When most American think about pumpkins, they think about Halloween and , of course, pumpkin pie. Me, I think of my mom.
My mom used to make pumpkin candy that I still drool every time I think about them. She made it by peeling the rind off the pumpkin and scooping out the seeds and fibrous insides, leaving only the flesh of the pumpkin, which is then cut into three- inch long pieces. The pieces are soaked overnight in a solution of lime mixed with water. Amazingly, when the pumpkin pieces are soaked in this solution and boiled in sugar water, the pieces essentially become hard candy. Interestingly, the solution prevents the pumpkin from becoming mushy when boiled. The sugar is flavored with various other ingredients, such as cloves, nutmeg, ect.
Pumpkin is prominent in Tuscan cooking, as well as in some French cooking, in such recipes as risotto, tortellini stuffed with pumpkin, and in soups. But the pumpkin is actually native to the Western Hemisphere. The seeds are believed to first have come from Central America some 7000 years ago, but Mexico was the first country to actually cultivate the pumpkin.
Pumpkins were a staple in the American Indians diet, the seeds were transported to Europe by settlers. The early settlers hollowed out the pumpkin, filled the shell with milk, honey, and spices, and bake it. This was, in my opinion, the earliest version of a pumpkin pie.
Pumpkins are high in fiber, in vitamins C and A, anti-oxidants and potassium. Pumpkin seeds are eaten as snacks and are an excellent source of protein. I found in one of the very old medical book I keep that pumpkin flesh was used as a remedy for snake bite and pumpkin seeds as cure for impotence. That remedy required a mixture of 1/3 pumpkin seeds, 1/3 cucumber seeds, and 1/3 cantaloupe seeds. This mixture is combined with sugar and mashed into powder, and taken three times a day. The medical book does not say how long this medicine must be taken, but presumably the patient is assumed to know whether it works or not, and when.

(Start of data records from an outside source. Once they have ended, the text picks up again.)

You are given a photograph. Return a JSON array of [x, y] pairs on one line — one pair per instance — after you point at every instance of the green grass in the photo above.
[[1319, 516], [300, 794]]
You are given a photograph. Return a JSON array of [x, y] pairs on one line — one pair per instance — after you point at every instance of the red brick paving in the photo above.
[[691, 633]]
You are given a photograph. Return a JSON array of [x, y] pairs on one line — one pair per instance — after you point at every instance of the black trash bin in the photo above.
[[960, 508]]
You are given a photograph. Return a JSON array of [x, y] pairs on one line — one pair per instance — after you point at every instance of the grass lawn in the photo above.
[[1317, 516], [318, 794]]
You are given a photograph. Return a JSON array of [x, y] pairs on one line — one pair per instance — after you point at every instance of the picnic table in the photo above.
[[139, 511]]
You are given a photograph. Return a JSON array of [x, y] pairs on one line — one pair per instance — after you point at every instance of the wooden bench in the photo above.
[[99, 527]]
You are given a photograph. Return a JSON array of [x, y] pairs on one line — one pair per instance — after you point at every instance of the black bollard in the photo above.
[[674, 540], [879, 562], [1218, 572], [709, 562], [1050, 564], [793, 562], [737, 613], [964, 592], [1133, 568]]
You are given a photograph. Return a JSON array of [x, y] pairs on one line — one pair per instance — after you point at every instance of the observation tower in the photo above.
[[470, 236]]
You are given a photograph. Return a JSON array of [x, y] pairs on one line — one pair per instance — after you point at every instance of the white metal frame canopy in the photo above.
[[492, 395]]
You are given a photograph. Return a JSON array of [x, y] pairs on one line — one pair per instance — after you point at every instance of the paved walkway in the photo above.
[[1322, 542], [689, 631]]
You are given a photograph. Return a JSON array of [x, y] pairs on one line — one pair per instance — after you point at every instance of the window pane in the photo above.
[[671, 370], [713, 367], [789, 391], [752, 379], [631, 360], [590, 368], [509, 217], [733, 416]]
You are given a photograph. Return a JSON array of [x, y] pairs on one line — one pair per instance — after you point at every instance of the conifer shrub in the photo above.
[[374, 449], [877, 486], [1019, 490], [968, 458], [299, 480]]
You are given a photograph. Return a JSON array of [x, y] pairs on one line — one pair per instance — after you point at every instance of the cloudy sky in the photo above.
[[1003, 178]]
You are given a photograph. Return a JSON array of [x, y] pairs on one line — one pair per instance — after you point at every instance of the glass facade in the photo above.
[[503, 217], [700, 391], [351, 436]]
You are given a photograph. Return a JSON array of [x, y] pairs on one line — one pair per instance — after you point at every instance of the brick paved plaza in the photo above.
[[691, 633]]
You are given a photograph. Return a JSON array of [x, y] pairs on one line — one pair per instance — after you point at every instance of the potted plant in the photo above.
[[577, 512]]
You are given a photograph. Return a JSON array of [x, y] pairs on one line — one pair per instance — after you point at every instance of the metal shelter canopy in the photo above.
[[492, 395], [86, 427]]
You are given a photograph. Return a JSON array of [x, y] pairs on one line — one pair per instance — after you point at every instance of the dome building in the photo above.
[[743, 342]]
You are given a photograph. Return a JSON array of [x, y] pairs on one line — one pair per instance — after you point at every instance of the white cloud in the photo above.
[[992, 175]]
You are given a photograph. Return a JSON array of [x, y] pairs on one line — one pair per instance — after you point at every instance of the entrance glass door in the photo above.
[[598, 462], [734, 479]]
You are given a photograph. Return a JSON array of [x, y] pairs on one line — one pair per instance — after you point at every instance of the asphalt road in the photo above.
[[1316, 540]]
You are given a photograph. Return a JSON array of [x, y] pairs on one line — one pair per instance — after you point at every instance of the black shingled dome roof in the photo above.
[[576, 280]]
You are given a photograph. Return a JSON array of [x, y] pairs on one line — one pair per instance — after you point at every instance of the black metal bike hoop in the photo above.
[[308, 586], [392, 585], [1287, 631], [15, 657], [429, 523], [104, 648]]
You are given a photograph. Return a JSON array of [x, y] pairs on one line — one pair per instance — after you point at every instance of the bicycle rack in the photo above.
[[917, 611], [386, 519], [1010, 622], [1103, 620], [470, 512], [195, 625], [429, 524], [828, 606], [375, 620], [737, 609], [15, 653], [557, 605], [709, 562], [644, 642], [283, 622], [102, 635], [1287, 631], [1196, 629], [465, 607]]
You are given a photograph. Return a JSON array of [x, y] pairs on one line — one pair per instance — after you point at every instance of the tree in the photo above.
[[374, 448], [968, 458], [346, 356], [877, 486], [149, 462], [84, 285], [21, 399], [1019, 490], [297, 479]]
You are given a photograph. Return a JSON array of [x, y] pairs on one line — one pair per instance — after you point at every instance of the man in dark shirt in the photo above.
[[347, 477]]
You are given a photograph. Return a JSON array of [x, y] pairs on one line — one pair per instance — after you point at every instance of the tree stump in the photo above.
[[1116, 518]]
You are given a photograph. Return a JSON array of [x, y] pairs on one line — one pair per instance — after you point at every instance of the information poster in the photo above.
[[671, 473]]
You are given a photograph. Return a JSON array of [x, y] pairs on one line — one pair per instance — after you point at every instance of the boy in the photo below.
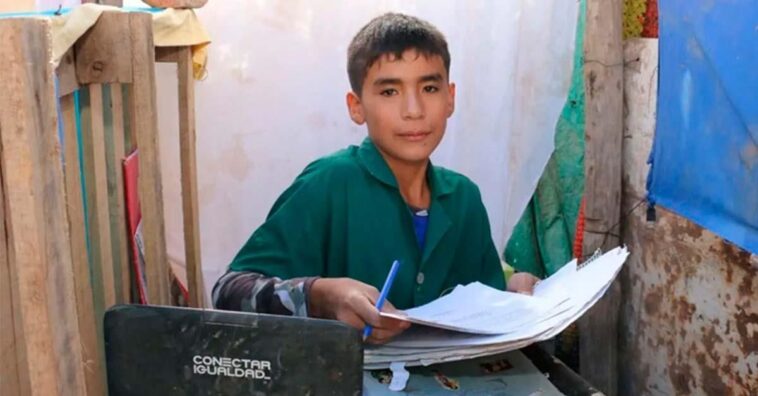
[[330, 239]]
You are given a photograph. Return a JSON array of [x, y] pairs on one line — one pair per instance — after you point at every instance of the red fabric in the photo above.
[[579, 237], [134, 215]]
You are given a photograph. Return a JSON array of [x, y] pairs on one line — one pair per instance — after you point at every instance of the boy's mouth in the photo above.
[[414, 136]]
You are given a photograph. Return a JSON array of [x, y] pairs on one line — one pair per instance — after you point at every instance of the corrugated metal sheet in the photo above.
[[690, 299]]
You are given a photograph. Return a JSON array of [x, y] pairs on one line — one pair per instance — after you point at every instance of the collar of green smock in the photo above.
[[374, 162]]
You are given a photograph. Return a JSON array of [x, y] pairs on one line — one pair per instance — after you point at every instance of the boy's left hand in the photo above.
[[522, 282]]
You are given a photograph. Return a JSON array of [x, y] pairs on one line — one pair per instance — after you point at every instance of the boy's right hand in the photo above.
[[354, 303]]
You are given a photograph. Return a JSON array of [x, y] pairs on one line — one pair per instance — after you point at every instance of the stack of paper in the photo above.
[[476, 320]]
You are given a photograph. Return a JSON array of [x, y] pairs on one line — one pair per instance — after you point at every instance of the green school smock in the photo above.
[[344, 217]]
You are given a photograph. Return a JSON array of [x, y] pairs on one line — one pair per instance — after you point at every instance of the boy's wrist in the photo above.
[[316, 295]]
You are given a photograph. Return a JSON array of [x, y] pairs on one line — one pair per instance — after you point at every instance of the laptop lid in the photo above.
[[156, 350]]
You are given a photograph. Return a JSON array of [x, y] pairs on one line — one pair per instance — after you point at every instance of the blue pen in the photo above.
[[383, 295]]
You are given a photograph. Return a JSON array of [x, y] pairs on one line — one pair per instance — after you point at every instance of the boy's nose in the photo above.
[[413, 108]]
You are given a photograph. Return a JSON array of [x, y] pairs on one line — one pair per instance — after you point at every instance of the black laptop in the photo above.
[[166, 351]]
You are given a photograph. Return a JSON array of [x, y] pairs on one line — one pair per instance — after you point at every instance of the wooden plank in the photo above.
[[98, 214], [116, 154], [94, 373], [103, 52], [66, 73], [144, 125], [603, 76], [48, 345], [9, 380], [188, 158], [167, 54]]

Pumpkin soup with beet, fennel and orange
3 potato, peeled and cubed
1 16-ounce can puree pumpkin
1 teaspoon chopped fresh ginger
1 medium size beet, peeled and cut into 1/2-inch cubes
6 tablespoons olive oil
1/4 cup chopped orange skin
1/2 cup chopped fresh fennel
1 large carrot, peeled and diced
2 stalks celery, diced
1 small onion, chopped
1/4 teaspoon cayenne pepper
1/4 cup lemon juice
salt and pepper to taste
-Place the potatoes in heavy pot add 8 cups of water, ginger and salt. Bring to a boil. Cover and simmer over medium heat until the potatoes are cooked and soft. Remove from the heat, and puree the potatoes with the cooking liquid. Add the pureed pumpkin. Stir to mix well.
-Mix 1 tablespoon of olive oil with dash of cayenne pepper, drizzle over the beets and toss until well coated. Place on cookie sheet and bake in 400 degree F oven for 15 minutes. Remove from the oven and set aside.
-Heat the rest of the olive oil in frying pan. Add the orange skin and cook over medium-low heat for 5 minutes. Add the fennel, the carrots, the celery and the onion. Stir and cook for another five minutes. Season with the rest of the cayenne, salt and pepper. Remove from the heat and spoon half of this mixture to the soup.
-Place the pumpkin soup on the stove and bring to a boil, stirring often. Add the lemon, stir and adjust the seasoning.
-Toss the beet with the rest of the cooked vegetables. Spoon the soup into soup bowl, spoon the beet vegetables mix and stir once. You will get fabulous and interesting colored soup.